How to use Screaming Frog for SEO
A really great tool to help accomplish the above is the Screaming Frog SEO spider. You download and run the app**, then point it at your website where it then ‘crawls’ all the interconnected pages exactly like the search engines do, collecting information you can query in a user-friendly way. For example, you can click a button to see a list of all the broken links in your website (or ideally, see that there aren’t any broken links). Similarly you can query which pages have meta descriptions, which images have ALT descriptions, and what those descriptions say. It’s also easy to generate a list of all the web pages, and indications as to which can be indexed by search engines, and then to compare that list with pages actually indexed by google or bing etc. Where the search engines have missed some pages, you can point the engines to those pages specifically.

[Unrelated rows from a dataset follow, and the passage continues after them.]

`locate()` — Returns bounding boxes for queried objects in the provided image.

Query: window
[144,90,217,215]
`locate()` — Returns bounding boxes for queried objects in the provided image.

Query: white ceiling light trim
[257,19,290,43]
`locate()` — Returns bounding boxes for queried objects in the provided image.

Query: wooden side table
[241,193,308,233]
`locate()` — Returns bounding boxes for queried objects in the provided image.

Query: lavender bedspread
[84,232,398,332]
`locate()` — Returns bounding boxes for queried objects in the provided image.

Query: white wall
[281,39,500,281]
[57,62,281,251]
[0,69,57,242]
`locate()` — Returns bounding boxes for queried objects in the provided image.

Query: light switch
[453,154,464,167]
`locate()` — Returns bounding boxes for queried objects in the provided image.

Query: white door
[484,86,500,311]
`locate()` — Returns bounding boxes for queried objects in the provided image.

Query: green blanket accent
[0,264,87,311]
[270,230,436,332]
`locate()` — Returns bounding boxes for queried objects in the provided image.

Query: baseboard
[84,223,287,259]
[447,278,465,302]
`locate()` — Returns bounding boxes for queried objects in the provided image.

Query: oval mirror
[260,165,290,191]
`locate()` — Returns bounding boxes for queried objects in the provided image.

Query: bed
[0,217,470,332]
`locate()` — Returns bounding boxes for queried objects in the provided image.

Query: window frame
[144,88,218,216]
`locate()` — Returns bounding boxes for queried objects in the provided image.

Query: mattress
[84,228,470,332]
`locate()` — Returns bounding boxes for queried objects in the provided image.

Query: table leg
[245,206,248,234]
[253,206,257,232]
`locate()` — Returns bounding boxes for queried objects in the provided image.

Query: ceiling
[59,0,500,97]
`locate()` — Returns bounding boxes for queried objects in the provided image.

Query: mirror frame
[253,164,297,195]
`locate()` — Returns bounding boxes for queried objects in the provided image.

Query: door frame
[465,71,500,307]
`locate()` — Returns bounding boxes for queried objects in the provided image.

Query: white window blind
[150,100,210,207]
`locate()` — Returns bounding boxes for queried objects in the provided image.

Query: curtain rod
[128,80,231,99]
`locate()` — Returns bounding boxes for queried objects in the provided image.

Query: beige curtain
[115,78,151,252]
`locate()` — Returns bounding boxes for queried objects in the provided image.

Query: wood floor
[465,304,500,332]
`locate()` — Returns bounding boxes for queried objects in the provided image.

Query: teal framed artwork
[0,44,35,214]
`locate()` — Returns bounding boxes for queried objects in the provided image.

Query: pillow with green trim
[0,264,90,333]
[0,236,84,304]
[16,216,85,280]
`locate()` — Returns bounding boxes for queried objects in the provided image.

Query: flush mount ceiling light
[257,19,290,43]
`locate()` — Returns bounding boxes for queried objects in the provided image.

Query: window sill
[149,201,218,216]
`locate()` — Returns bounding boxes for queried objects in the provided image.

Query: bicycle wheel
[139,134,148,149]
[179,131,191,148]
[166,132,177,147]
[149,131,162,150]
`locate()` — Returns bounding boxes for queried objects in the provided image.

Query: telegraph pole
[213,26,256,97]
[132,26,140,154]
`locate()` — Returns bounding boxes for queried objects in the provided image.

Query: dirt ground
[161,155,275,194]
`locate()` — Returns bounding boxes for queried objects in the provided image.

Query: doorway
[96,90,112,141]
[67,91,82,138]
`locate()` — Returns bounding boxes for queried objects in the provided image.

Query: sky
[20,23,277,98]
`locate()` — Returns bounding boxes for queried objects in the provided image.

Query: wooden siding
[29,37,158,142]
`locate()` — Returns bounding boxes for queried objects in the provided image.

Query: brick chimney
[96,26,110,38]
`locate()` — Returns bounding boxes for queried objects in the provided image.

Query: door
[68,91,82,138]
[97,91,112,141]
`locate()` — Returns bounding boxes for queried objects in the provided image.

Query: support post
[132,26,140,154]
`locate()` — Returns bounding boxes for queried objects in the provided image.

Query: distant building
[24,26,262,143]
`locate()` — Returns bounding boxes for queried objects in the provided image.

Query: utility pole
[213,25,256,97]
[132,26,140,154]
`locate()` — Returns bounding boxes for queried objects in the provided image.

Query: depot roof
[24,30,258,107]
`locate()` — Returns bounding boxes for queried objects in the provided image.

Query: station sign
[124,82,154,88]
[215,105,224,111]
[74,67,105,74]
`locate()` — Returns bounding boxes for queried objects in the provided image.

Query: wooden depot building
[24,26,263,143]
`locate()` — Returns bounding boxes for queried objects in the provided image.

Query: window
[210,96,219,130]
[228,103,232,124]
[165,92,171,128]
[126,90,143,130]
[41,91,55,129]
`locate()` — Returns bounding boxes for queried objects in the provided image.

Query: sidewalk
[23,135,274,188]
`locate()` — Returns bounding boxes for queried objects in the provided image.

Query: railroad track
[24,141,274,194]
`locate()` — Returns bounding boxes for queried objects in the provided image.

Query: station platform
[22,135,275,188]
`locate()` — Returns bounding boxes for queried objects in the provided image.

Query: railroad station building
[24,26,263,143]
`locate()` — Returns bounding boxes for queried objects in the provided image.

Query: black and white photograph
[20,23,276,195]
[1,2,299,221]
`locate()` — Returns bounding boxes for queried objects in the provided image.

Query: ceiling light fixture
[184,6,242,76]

How to make a Screaming Frog sitemap
One of the cool things you can do is to generate visual sitemaps, either based on the directory structure, or the route in which the SEO spider crawls the site, and see those as either a tree graph or force-directed graph. The graphs can be exported in either SVG or HTML format; unfortunately, WordPress doesn’t play well with SVG, so I converted the SVG saved output to PNG using Gimp and you can see two versions of the results below.
Making the sitemap is easy. Launch up Screaming Frog and type the base address of the website into the ‘Enter URL to spider’ address bar at the top, press ‘Start’ and wait for the scan to complete. Then select your visualisation of choice from the Visualisations menu. Once the visualisation comes up, have a play with the settings by clicking on the small gear icon in upper right corner of the visualisation window. When it’s looking how you want it to, click the diskette icon to the immediate left of the gear icon to bring up the save screen, pick where you want the visualisation to be saved, select either ‘svg’ or ‘html’ format from the dropdown menu at the bottom right of the save screen, and then press ‘Save’.
*Real world example: I clicked the ‘Performance’ tab in my Google Search Console and found I was getting queries for “screaming frog visual sitemap”. I then did a google search for “screaming frog visual sitemap” to see what people wanted, and the search result page helpfully said:
People also ask:
- How do I make a screaming frog sitemap?
- How do you use a screaming frog for SEO? [really, that’s what they ask]
So I made level 2 headings corresponding to those two questions, and then (hopefully) provided some helpful answers. If you found these answers were helpful, you could thank me by linking to my site from your website, ideally with a “do follow” link. 😀
**Screaming Frog is a UK-based outfit (which is nice) and provides their SEO spider free of charge for use with smaller websites (less than 500 URLs). They claim versions for Windows, macOS and Ubuntu, however, I develop Fireplace Aquarium on a Chromebook running Debian linux (the testing repository) and much to my surprise (and delight), the Ubuntu .deb file installed using gdebi without incident and seems to run just fine under Debian.